Moreover, where, as here, the defendant has waived the right to a sentencing jury, the question arises whether the defendant’s consent to fact finding by the district court includes an independent review of the record and the exercise of discretion by this court. The advisory given to Thompson by the district court, to enable her to make a knowing, intelligent, and voluntary waiver, did not include any mention of that possibility. And the consent given by Thompson was specific to the district judge — “I wish you to decide it, not the jury.”

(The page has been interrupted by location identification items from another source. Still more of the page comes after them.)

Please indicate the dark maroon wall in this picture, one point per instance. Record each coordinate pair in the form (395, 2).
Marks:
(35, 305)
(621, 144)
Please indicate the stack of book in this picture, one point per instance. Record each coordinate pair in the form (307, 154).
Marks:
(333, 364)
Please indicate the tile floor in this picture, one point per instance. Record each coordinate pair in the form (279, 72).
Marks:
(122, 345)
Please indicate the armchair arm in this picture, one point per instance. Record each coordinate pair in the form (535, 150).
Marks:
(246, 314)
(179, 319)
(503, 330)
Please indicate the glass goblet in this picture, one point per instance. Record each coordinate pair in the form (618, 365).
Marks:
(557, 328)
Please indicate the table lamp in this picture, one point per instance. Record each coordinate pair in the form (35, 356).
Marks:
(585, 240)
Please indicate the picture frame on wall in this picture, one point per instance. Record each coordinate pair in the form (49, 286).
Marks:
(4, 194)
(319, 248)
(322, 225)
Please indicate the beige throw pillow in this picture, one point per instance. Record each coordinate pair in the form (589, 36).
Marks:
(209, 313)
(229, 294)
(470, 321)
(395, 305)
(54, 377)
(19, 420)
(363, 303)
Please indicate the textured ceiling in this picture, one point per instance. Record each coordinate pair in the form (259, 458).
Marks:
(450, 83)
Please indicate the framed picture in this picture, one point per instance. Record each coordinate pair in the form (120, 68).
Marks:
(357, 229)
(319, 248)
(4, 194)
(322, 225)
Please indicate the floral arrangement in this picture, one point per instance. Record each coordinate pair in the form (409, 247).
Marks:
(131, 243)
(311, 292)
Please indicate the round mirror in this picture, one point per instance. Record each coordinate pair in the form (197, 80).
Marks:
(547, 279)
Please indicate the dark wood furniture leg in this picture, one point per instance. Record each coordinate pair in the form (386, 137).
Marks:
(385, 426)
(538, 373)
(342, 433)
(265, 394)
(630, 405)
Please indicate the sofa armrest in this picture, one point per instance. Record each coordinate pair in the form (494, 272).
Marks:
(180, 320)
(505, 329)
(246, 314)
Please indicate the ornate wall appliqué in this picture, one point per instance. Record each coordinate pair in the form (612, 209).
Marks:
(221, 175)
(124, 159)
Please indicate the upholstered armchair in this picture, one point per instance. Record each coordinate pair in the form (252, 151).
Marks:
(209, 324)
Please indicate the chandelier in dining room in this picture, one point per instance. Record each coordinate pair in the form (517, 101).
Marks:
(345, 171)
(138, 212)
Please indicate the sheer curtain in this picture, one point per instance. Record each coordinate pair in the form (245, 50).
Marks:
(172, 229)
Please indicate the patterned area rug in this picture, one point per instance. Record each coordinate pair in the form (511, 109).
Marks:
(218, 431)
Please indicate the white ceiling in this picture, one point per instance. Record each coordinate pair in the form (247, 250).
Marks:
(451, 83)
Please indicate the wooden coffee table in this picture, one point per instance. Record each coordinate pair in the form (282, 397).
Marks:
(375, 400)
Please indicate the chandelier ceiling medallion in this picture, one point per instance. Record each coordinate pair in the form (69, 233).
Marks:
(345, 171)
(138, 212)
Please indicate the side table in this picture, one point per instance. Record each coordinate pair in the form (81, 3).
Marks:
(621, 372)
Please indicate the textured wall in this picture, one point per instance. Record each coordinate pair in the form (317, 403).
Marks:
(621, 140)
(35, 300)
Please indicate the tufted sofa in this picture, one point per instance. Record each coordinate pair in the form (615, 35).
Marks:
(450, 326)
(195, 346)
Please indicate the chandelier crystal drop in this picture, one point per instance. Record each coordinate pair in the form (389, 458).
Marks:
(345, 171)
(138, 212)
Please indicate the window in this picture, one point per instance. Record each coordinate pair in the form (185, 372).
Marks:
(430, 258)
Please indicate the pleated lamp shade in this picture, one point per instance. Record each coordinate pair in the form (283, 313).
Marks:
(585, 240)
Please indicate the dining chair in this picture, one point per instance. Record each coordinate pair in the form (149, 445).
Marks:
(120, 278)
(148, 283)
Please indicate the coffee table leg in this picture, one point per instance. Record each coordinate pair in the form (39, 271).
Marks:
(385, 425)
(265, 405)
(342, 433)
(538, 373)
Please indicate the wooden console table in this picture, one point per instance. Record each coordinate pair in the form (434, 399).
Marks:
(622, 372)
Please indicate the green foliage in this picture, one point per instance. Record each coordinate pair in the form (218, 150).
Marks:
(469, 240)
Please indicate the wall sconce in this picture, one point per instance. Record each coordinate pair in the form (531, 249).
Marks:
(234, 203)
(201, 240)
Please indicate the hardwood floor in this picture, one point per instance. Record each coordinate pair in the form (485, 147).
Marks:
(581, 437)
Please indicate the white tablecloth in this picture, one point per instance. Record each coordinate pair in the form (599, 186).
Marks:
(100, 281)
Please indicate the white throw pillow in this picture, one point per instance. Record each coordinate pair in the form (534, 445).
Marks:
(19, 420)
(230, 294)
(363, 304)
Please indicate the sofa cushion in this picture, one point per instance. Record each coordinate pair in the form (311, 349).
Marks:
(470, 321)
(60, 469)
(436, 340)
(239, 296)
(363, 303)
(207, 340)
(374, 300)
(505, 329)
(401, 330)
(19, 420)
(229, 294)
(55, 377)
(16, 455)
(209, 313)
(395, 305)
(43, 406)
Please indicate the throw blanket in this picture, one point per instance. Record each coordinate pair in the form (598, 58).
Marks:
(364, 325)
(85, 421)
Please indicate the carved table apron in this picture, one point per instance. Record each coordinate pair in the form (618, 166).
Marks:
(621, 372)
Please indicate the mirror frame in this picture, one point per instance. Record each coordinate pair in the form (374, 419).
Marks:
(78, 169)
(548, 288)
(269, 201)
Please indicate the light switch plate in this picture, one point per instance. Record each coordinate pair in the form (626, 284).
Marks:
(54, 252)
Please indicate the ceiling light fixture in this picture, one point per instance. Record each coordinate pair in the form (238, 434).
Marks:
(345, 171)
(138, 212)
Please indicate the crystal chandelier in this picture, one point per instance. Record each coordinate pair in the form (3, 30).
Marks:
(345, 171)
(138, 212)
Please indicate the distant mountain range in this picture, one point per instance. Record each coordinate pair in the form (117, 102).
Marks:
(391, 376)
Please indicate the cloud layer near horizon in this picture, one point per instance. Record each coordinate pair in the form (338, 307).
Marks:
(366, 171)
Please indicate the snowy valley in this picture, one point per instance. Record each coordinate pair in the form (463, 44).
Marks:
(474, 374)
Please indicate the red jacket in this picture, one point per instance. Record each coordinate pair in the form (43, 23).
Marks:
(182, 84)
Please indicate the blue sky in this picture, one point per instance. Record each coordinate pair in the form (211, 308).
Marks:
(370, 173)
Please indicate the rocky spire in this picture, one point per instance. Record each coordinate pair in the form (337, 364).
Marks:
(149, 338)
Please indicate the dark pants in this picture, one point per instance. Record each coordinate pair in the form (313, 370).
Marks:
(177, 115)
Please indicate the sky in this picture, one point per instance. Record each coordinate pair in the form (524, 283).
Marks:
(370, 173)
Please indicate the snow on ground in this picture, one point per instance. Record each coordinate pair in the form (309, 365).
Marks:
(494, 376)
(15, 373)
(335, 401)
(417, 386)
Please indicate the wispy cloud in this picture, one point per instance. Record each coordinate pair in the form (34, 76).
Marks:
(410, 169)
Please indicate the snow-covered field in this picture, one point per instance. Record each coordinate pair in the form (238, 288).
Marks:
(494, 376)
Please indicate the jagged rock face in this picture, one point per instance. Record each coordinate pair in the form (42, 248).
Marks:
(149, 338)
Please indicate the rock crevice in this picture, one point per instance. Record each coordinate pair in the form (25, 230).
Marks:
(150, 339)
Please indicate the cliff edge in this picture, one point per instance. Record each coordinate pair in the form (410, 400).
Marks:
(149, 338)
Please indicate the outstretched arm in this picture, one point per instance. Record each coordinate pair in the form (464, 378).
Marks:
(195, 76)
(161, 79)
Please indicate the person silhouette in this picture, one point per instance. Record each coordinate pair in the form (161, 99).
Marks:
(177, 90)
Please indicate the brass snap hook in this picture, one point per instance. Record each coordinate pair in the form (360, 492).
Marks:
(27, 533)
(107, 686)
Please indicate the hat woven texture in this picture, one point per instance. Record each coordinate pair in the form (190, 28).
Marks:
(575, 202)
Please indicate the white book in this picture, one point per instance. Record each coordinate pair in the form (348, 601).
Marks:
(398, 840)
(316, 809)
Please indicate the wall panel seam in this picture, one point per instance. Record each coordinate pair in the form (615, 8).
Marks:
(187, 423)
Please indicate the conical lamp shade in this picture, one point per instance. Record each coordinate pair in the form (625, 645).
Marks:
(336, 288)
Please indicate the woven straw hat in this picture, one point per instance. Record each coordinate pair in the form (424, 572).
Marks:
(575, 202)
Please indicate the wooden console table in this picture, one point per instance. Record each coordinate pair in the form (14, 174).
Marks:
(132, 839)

On this record, Thompson’s consent was not broad enough to encompass our independent weighing of the aggravating factors. Further, her consent contemplated that the district court, after finding the facts, would exercise discretion in deciding whether and how to depart. Because we can only speculate about how the district court might have exercised that discretion, based on two instead of four aggravating factors, and because we are not engaged in the day to day function of criminal sentencing, we should not presume that the district court would exercise its discretion in precisely the same manner, but should remand to the district court for resentenc-ing.